Pair Corralation between Bluebird Bio and Passage Bio
Given the investment horizon of 90 days Bluebird Bio is expected to generate 1.13 times less return on investment than Passage Bio. In addition to that, Bluebird Bio is 1.44 times more volatile than Passage Bio. It trades about 0.09 of its total potential returns per unit of risk. Passage Bio is currently generating about 0.15 per unit of volatility. If you would invest 58.00 in Passage Bio on September 14, 2024 and sell it today you would earn a total of 20.00 from holding Passage Bio or generate 34.48% return on investment over 90 days.
Time Period | 3 Months [change] |
Direction | Moves Together |
Strength | Insignificant |
Accuracy | 100.0% |
Values | Daily Returns |
Bluebird bio vs. Passage Bio
Performance |
Timeline |
Bluebird bio |
Passage Bio |
Bluebird Bio and Passage Bio Volatility Contrast
Predicted Return Density |
Returns |
Pair Trading with Bluebird Bio and Passage Bio
The main advantage of trading using opposite Bluebird Bio and Passage Bio positions is that it hedges away some unsystematic risk. Because of two separate transactions, even if Bluebird Bio position performs unexpectedly, Passage Bio can make up some of the losses. Pair trading also minimizes risk from directional movements in the market. For example, if an entire industry or sector drops because of unexpected headlines, the short position in Passage Bio will offset losses from the drop in Passage Bio's long position.Bluebird Bio vs.
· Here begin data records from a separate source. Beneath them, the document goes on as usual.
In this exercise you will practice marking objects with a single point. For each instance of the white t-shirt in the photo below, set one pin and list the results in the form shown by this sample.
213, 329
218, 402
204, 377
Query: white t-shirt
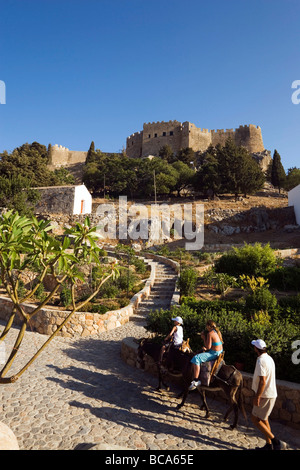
178, 336
265, 367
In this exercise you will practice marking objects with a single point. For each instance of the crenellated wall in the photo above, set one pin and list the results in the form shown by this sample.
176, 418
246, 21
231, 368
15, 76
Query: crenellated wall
181, 135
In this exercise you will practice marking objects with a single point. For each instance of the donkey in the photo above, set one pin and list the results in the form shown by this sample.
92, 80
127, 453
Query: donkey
228, 378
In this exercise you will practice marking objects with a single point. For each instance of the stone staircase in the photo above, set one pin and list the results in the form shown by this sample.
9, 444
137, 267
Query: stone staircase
161, 292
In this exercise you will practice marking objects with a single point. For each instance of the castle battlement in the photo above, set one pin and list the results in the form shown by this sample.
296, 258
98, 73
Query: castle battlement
179, 135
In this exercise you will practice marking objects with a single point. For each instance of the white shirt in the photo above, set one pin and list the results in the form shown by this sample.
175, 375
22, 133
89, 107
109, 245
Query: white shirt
265, 367
178, 335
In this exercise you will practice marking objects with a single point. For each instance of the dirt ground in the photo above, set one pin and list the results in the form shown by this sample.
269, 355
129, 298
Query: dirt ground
268, 199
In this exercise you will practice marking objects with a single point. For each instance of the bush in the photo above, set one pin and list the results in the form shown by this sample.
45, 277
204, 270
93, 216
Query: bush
65, 296
256, 260
220, 281
261, 299
285, 278
187, 281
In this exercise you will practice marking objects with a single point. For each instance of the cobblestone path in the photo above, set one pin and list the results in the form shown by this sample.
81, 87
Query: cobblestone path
80, 394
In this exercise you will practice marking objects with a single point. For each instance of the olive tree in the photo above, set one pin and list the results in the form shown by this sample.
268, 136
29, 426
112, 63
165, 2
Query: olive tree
28, 244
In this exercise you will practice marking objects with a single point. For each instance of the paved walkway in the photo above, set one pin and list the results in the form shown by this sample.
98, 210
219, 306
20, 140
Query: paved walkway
80, 394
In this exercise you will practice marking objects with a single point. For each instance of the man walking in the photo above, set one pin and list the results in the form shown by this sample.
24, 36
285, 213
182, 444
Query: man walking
264, 386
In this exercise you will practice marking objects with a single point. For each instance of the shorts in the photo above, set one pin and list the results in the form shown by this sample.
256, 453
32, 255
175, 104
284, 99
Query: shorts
265, 408
206, 356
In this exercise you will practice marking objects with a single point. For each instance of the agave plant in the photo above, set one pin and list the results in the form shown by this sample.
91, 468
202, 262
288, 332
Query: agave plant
27, 243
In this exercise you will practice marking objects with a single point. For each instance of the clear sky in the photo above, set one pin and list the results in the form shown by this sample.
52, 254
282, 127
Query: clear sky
83, 70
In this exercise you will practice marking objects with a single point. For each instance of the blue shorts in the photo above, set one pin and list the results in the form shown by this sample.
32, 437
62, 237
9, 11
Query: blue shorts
206, 356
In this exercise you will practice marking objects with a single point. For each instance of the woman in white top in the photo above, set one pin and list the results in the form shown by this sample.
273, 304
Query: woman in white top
174, 338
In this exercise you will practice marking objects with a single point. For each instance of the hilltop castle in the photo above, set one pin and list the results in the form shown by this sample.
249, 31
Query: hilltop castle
178, 135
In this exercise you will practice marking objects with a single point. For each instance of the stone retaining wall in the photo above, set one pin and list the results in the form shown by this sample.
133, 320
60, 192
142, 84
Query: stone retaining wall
287, 406
81, 324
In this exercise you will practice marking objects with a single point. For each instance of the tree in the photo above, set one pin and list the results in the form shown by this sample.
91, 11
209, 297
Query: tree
239, 172
208, 178
166, 153
26, 244
16, 193
278, 176
30, 161
186, 155
184, 176
292, 178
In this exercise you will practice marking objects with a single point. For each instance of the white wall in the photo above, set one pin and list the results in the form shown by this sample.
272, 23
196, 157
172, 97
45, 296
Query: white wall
82, 200
294, 200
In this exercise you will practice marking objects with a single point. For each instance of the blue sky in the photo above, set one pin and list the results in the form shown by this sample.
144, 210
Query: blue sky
83, 70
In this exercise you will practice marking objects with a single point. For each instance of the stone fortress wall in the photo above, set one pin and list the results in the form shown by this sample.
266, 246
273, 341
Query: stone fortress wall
178, 135
62, 156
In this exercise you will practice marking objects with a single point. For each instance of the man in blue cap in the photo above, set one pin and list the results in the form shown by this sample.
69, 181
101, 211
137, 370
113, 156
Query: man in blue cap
264, 387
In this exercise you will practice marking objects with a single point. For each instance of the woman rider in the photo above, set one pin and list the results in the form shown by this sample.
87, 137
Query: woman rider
213, 347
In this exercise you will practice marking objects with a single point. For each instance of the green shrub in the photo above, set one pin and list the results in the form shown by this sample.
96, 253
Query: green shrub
256, 260
285, 278
65, 296
187, 281
220, 281
261, 299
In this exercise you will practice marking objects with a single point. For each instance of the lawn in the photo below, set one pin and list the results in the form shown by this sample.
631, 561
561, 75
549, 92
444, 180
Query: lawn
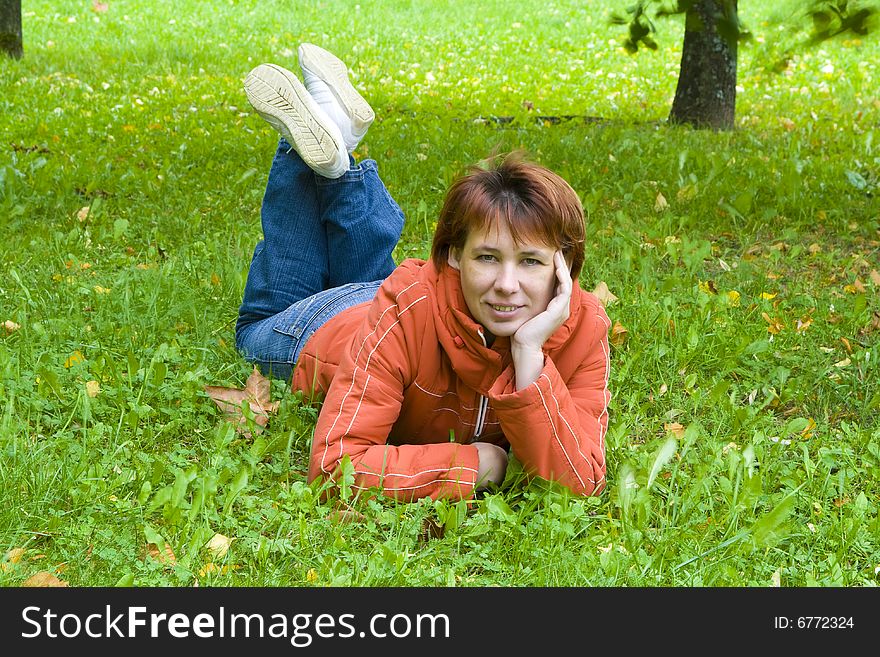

Mersana Therapeutics | Bluebird Bio vs. Zentalis Pharmaceuticals Llc | Bluebird Bio vs. Y mAbs Therapeutics | Bluebird Bio vs. Travere Therapeutics |
Passage Bio vs. Black Diamond Therapeutics | Passage Bio vs. Revolution Medicines | Passage Bio vs. Stoke Therapeutics | Passage Bio vs. Cabaletta Bio |
Check out your portfolio center.Note that this page's information should be used as a complementary analysis to find the right mix of equity instruments to add to your existing portfolios or create a brand new portfolio. You can also try the Portfolio Backtesting module to avoid under-diversification and over-optimization by backtesting your portfolios.